When we came to our campsite again after our shower, how different things looked and felt.   The Fisherman made pizza and we ate our dinner as we watched at other campers and new arrivers come in and worked on their spaces.  Soon, the sun was glowing gold in the west and the light was like a cascade of glimmers and jewels and pieces of gold being showered down on us from the heavens.  So beautiful, so very beautiful the entire sky had turned, that I decided we should go out again and walk the trails of the dunes under this magnificent light.  And thus, we did.

 
a blaze of color -- oranges, pearly pinks, the sky turned to a dusky purple...



Soon it got dusk, a grapy dusk, a purple dusk over tangerine desert vegetation, prairie, lake and marsh habitat; the sun the color of pressed grapes, slashed with burgandy red, the grasslands the color of love and Spanish mysteries.
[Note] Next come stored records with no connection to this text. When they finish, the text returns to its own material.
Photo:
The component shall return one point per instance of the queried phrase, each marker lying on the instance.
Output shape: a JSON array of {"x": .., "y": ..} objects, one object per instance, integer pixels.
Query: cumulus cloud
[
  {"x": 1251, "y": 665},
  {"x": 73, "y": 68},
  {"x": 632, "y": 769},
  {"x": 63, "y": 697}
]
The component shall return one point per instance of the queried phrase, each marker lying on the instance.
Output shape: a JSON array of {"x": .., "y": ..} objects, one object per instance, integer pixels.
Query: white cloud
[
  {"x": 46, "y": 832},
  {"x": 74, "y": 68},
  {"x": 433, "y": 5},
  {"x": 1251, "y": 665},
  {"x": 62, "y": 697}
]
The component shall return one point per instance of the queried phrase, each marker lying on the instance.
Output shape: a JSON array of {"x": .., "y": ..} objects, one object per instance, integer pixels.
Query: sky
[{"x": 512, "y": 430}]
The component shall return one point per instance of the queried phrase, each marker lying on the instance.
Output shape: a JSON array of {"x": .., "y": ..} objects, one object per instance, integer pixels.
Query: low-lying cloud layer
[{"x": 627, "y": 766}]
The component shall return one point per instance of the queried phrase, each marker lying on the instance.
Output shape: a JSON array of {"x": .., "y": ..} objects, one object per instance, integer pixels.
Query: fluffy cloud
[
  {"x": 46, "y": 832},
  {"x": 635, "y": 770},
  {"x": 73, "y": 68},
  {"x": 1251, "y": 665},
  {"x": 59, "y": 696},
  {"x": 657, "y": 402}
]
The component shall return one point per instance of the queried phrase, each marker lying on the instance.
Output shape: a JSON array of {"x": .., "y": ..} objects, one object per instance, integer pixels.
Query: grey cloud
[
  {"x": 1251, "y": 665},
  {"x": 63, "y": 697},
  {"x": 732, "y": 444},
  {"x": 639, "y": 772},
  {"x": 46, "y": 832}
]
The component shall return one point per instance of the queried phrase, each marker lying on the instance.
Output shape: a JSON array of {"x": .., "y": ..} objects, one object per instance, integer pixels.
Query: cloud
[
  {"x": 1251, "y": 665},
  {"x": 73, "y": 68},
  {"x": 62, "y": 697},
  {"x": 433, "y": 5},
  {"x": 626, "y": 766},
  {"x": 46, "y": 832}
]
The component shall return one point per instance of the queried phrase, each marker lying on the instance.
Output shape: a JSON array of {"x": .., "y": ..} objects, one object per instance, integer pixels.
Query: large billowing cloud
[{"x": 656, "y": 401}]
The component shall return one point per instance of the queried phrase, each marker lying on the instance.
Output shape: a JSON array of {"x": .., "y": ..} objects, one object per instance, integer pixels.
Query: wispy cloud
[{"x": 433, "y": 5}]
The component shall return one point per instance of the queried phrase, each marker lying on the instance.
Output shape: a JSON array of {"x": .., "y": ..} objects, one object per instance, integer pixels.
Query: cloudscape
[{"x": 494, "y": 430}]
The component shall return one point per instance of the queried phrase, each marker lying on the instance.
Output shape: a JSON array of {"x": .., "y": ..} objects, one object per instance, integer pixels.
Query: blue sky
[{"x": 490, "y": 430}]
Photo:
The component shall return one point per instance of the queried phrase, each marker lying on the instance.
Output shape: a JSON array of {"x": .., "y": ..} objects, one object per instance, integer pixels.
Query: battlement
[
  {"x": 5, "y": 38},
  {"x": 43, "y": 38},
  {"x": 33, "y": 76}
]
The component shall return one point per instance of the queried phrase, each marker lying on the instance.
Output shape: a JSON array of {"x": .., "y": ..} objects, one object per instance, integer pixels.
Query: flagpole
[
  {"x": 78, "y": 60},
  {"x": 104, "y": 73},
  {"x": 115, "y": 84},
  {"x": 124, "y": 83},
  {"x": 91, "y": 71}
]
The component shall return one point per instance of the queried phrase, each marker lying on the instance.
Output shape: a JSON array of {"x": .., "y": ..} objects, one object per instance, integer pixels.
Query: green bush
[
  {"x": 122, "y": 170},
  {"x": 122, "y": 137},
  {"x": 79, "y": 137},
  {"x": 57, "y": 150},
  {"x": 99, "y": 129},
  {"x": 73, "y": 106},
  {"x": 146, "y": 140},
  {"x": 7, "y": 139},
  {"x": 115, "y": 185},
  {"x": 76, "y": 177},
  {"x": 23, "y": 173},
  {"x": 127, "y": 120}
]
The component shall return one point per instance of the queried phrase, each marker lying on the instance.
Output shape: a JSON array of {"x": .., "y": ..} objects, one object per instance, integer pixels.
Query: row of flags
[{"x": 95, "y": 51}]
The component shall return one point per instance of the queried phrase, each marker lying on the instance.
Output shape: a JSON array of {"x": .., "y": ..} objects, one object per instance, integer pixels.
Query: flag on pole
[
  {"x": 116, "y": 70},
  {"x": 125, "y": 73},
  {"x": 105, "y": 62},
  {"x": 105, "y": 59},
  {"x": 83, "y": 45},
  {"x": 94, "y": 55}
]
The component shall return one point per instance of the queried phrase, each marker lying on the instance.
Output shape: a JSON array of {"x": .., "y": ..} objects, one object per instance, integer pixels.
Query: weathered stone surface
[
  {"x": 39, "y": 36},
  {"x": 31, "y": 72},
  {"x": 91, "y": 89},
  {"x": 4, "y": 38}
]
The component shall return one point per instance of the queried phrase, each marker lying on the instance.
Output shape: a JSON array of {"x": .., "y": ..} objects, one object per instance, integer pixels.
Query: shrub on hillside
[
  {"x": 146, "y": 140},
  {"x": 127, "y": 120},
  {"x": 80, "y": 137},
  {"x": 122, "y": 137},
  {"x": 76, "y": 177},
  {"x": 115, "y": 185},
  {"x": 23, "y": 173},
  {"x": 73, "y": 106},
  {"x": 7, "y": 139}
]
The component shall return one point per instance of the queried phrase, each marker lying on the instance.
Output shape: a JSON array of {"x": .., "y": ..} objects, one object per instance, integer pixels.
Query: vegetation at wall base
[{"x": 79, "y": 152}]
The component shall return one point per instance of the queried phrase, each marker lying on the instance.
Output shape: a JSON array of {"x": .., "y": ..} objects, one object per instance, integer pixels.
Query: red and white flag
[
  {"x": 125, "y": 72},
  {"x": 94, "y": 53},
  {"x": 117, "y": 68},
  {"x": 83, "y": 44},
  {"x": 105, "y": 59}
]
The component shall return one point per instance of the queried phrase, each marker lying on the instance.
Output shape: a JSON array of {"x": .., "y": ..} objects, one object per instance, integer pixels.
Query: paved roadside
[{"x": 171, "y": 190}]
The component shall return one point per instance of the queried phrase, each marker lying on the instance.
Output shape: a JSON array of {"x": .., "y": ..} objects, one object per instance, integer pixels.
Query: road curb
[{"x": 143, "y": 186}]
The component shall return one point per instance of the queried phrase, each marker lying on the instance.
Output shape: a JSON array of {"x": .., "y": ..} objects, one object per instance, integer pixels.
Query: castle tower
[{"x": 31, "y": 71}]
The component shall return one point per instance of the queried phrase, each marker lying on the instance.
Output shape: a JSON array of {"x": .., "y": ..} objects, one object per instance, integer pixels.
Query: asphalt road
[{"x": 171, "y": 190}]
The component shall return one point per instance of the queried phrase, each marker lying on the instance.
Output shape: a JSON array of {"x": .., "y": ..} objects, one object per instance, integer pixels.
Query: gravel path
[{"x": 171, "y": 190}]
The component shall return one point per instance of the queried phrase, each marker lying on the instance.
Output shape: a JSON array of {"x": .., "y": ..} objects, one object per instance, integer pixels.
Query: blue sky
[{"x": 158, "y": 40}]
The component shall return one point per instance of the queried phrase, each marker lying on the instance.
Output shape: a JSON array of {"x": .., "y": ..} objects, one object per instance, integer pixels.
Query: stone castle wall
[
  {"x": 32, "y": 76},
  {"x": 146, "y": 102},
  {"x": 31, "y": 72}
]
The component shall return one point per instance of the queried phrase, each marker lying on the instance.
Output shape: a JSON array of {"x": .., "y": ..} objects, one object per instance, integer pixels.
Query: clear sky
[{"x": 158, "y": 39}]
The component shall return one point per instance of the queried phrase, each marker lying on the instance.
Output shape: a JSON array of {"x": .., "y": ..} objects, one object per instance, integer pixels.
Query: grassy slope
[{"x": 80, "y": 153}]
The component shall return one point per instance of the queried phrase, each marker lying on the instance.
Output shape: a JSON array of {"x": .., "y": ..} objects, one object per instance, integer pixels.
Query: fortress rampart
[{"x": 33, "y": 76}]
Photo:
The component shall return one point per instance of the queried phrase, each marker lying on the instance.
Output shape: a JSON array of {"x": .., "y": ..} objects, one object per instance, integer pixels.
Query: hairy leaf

Oh sunlight! The most precious gold to be found on Earth.”

 

On our way back we were welcomed by one of the most intriguing and beautiful sunsets I’ve ever seen… dusty rose and smoky burnt orange sky illuminated by this kind of an obtuse grey light that reminded me of light streaming in through wavy paned glass windows, and I’m not sure why it took me to a memory of another place in time that I couldn’t place...  the shadow of the moon fell on the world in peace…

 

 And what a beautiful beautiful the next morning of that Sabbath was.  In the afternoon we left our gypsy trailer and went to a nearby lake to spend the hottest hours of the day by the water.  On our way we saw a mule deer and stopped at the center for ice cream.  At the lake, the Fisherman when to fish and the gypsy girl sat down to read under the shade of a plant growing by the water, and she remembered Jonah and the story and how the Lord God provided a leafy plant and made it grow up over Jonah to give shade for his head to ease his discomfort, and Jonah was very happy about the plant.  And so was I with my plant.  It was breeze and under its shade I stood for hours reading while the Fisherman talked to his fishes until he had enough. 

That night we decided not to go to bed as early as we usually do and instead went star gazing at the Observatory!  We watched a presentation inside the Education Center, saw the night sky and viewed the planets, nebulas, and galaxies.  People went in their Pjs, and it was dark and cozy and you felt as if flying the night sky to other galaxies far away.  Then, it was the real viewing of the heavens through the Observatory’s collection of telescopes outside.  People made lines and the Fisherman and I headed over to our cozy gypsy trailer for the night… there was a bright full moon illuminating shadowed trails and the desert seem to glow. 

I love this place so much... in every season and every weather.